La insinuación de que la muerte de Gómez fue parte de un plan que yo había calculado hasta el detalle es espantosa. Se me llenan los ojos de lágrimas cada vez que la repiten o la veo publicada. No puedo defenderme de haber sido quien apretó el gatillo, pero… Tampoco es cierto que jamás me haya arrepentido de nada. Sin embargo, sí me parece que es más fácil lamentar un acto que una intención.
Darío o Felipe encontraron a Gómez, no sé quién fue el primero en verlo. Yo dejé mi habitación solo cuando los gritos de Manuel rebotaban por todas las paredes del edificio. En el pasillo me crucé con Mei, que caminaba atraída por los alaridos.
—¡Hijo de puta! —le gritaba Manuel a Darío cuando atravesamos la puerta del departamento comunitario—. ¡Sos un hijo de puta!
Darío estaba mojado y ensangrentado, su ropa era un enchastre. Al ver entrar a Mei, la miró con un gesto de furia, pero los insultos de Manuel continuaban y la expresión de Darío variaba mezclando incomprensión, cansancio, tristeza, indignación. Tenía la boca abierta pero no decía nada. No había manera de distinguir su sangre de la de Gómez. Romina estaba parada delante de Manuel, trataba de calmarlo. Mi hermano limpiaba la sangre del piso con los ojos cargados de lágrimas. Yo agarré un trapo y me puse a ayudarlo.

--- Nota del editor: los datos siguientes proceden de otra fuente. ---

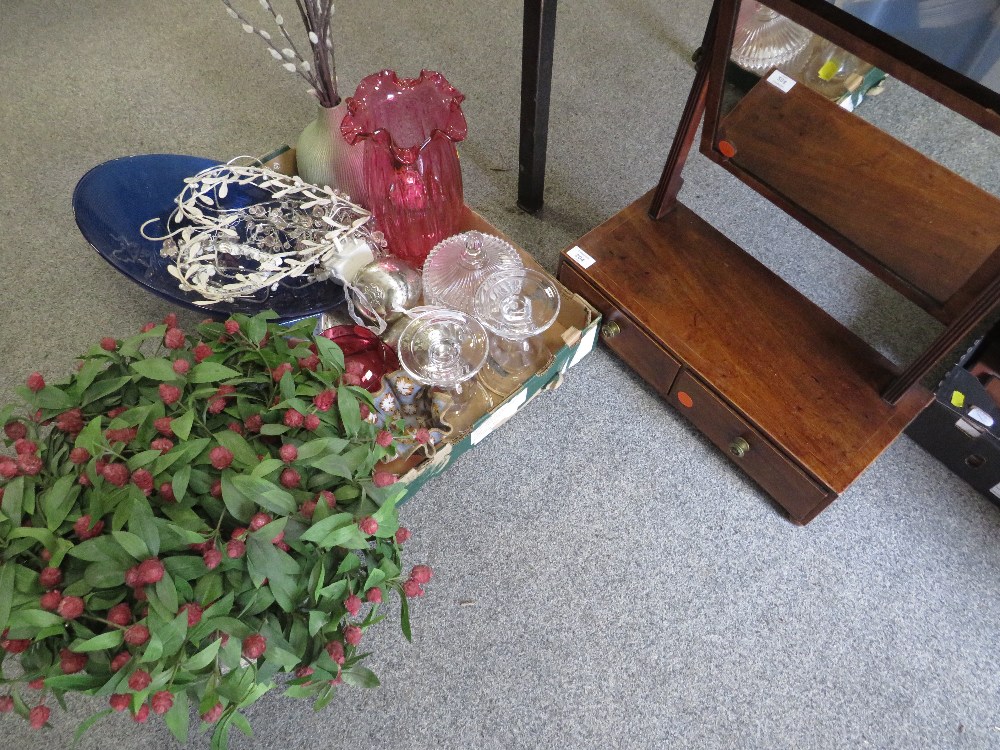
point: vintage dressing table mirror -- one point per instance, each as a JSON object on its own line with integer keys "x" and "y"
{"x": 794, "y": 398}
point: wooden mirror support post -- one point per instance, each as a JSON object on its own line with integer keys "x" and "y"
{"x": 792, "y": 397}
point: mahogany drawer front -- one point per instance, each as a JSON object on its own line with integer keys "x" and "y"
{"x": 620, "y": 333}
{"x": 798, "y": 494}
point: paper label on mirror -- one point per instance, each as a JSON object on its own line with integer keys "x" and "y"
{"x": 581, "y": 256}
{"x": 781, "y": 81}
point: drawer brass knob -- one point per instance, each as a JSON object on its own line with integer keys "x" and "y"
{"x": 739, "y": 447}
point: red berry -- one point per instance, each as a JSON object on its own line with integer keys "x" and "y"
{"x": 142, "y": 479}
{"x": 213, "y": 714}
{"x": 137, "y": 635}
{"x": 139, "y": 680}
{"x": 173, "y": 338}
{"x": 202, "y": 352}
{"x": 324, "y": 400}
{"x": 70, "y": 662}
{"x": 38, "y": 716}
{"x": 162, "y": 701}
{"x": 163, "y": 445}
{"x": 120, "y": 614}
{"x": 117, "y": 474}
{"x": 35, "y": 382}
{"x": 151, "y": 570}
{"x": 194, "y": 611}
{"x": 169, "y": 394}
{"x": 383, "y": 478}
{"x": 412, "y": 589}
{"x": 50, "y": 578}
{"x": 120, "y": 660}
{"x": 212, "y": 558}
{"x": 278, "y": 372}
{"x": 25, "y": 446}
{"x": 15, "y": 431}
{"x": 290, "y": 478}
{"x": 79, "y": 455}
{"x": 336, "y": 651}
{"x": 70, "y": 607}
{"x": 29, "y": 464}
{"x": 49, "y": 601}
{"x": 421, "y": 574}
{"x": 352, "y": 635}
{"x": 254, "y": 646}
{"x": 353, "y": 605}
{"x": 221, "y": 457}
{"x": 259, "y": 521}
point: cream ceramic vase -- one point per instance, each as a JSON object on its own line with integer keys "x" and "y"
{"x": 323, "y": 157}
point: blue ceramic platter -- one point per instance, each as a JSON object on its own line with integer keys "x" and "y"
{"x": 113, "y": 200}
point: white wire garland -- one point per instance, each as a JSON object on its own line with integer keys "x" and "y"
{"x": 299, "y": 232}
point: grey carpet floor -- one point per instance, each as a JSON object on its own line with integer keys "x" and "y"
{"x": 604, "y": 578}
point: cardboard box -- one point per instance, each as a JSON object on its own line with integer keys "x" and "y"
{"x": 570, "y": 339}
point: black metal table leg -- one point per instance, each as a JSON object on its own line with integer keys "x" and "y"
{"x": 536, "y": 87}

—No fui yo —dijo Darío en un intervalo en que Manuel respiraba hipando—. Yo estaba afuera enfrentándome solo —miraba a Mei enajenado— con unos figuritas.
—Yo sabía que no te iba a pasar nada —dijo Mei.
—¡¿Te parece que no me pasó nada?! —Darío mostraba las manos y las piernas lastimadas.
—¡¿Quién fue?! —interrumpió Manuel con la voz ronca.
Nos miraba con un gesto totalmente desencajado. Uno por uno. Primero a Mei, después a Felipe, después a mí. Mei, Felipe, yo.
—¿Fuiste vos, fuiste vos, fuiste vos? —decía amenazante.
—Ni en pedo —dijo Mei.
—No —dijo Felipe.
Yo lo miré apesadumbrada. Pensé en explicar lo que había pasado, pero en realidad no sabía cómo explicarlo. Y la cara de Manuel era aterradora. Nunca lo había visto así, estaba irreconocible, parecía dispuesto a cualquier cosa. Negué con la cabeza.
—Tenés que calmarte un poco, mi amor —dijo Romina.
—Estaba hecho mierda Gómez —dijo Darío.
Manuel volvió a enfrentarlo.
—¡¿Y por eso había que matarlo?! ¿Por eso lo mataste?
—¡¿Vos estás loco?! ¡Cómo lo iba a matar! No puedo ni agarrar un vaso.
—¡Pero te habría gustado!
—No seas boludo —dijo Darío con tristeza.
Manuel no tenía freno:
—¡Son unos hijos de puta! ¡Hijo de puta! ¡Hija de puta!
Romina intentaba abrazarlo, pero Manuel se la sacaba de encima a los empujones. En un momento, se quedó mirándola seco como si hubiera tenido una revelación.
—¿Fuiste vos? ¿“Sacrificaste” a Gómez?
Romina se tomó unos segundos para responder. El sarcasmo la había herido, se veía en su gesto, pero sabía manejar su energía. Lo miró a los ojos.
—No, Manuel, claro que no fui yo.
Manuel se quedó en silencio. Miraba a Gómez y apartaba la vista con brusquedad. Nos miraba a los demás y volvía a mirar a Romina. Era un circuito que parecía calmarlo, ablandar sus músculos, pero de golpe sus ojos se encendieron de nuevo. Giró y salió de la habitación como un búfalo.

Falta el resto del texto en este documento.